Jacob Jones (born 15 February 1999) is an English professional rugby league footballer who plays as a forward for Doncaster in the RFL Championship.

He previously played for the London Broncos in the Championship. He spent time on loan from the Broncos at the Coventry Bears in League 1, and later joined Coventry on a permanent basis. He has spent time on loan from Leigh playing for the Widnes Vikings and London in the Championship, as well as the Rochdale Hornets in League 1.

==Background==
Jones was born in Birmingham in England. He attended Loughborough College.

He played for the Birmingham Bulldogs, Crosfields ARLFC and the Midlands Hurricanes as a junior.

==Playing career==
===London Broncos===
Jones joined the London Broncos at the start of the 2017 season.

===Coventry Bears===
Jones spent time on loan from London at League 1 club Coventry Bears in 2017. He again played for Coventry on loan from the Broncos in 2018.
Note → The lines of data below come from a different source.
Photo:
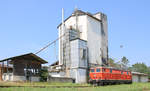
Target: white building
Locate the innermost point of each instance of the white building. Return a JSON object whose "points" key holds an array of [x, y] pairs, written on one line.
{"points": [[83, 43]]}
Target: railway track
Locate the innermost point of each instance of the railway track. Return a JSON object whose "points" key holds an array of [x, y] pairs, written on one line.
{"points": [[48, 86]]}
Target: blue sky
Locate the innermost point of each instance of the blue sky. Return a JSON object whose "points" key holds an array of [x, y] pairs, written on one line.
{"points": [[28, 25]]}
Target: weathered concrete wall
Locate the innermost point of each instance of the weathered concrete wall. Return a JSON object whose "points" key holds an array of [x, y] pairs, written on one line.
{"points": [[7, 77], [78, 53], [79, 61], [82, 26], [79, 74], [60, 79]]}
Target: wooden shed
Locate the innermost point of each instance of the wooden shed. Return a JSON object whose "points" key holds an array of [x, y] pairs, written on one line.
{"points": [[21, 68]]}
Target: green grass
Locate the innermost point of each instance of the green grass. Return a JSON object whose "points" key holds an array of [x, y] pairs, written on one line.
{"points": [[123, 87]]}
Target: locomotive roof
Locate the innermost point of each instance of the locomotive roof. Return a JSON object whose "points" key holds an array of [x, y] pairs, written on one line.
{"points": [[111, 68]]}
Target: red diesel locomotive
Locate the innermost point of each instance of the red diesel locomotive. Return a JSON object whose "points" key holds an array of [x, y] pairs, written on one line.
{"points": [[106, 75]]}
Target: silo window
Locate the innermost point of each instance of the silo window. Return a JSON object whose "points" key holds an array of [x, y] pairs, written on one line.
{"points": [[83, 54], [97, 70]]}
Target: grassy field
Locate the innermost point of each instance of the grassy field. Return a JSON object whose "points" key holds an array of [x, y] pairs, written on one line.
{"points": [[123, 87]]}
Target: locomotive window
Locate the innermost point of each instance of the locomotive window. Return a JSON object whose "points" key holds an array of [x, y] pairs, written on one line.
{"points": [[110, 70], [97, 70], [121, 72], [92, 70]]}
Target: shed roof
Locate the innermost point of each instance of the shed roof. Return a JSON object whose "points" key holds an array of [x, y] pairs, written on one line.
{"points": [[29, 56]]}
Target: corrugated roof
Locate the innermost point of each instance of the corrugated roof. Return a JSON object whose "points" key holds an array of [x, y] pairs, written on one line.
{"points": [[29, 56], [79, 13]]}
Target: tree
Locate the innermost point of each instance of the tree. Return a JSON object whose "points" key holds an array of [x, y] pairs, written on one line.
{"points": [[140, 67]]}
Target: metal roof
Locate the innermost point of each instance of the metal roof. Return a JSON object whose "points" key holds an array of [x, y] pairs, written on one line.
{"points": [[79, 13], [29, 56]]}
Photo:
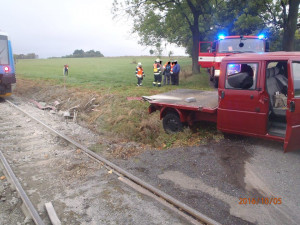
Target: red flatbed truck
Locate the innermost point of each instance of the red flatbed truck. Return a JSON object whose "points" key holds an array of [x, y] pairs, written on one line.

He joined the Coventry Bears on a full-time basis ahead of the 2019 season whilst studying at Loughborough University. He played for England Universities. He was nominated for the League One young player of the year award at the end of the season.

Jones was offered another contract at the end of the 2020 season, but left to join the full-time professional London Broncos.

===London Broncos===
Jones joined the London Broncos first-team squad for the 2021 season. He made his debut for the Broncos in 2021 against the Keighley Cougars.

===Leigh Leopards===
He joined the Leigh Centurions for the 2022 season.

===Widnes Vikings===
Jones spent time on loan from the renamed Leigh Leopards in 2023 at the Widnes Vikings in the Championship.

===Rochdale Hornets===
He played for the Rochdale Hornets on loan from Leigh in 2023.

===London Broncos===
He spent time on loan from the Leopards in 2023 at the London Broncos in the Championship.

Jones returned on loan to the Broncos at the start of the 2024 Super League season. He made his Super League début against the Catalans Dragons.

===Doncaster RLFC===
In November 2024 he signed for Doncaster in the RFL Championship on a one-year deal.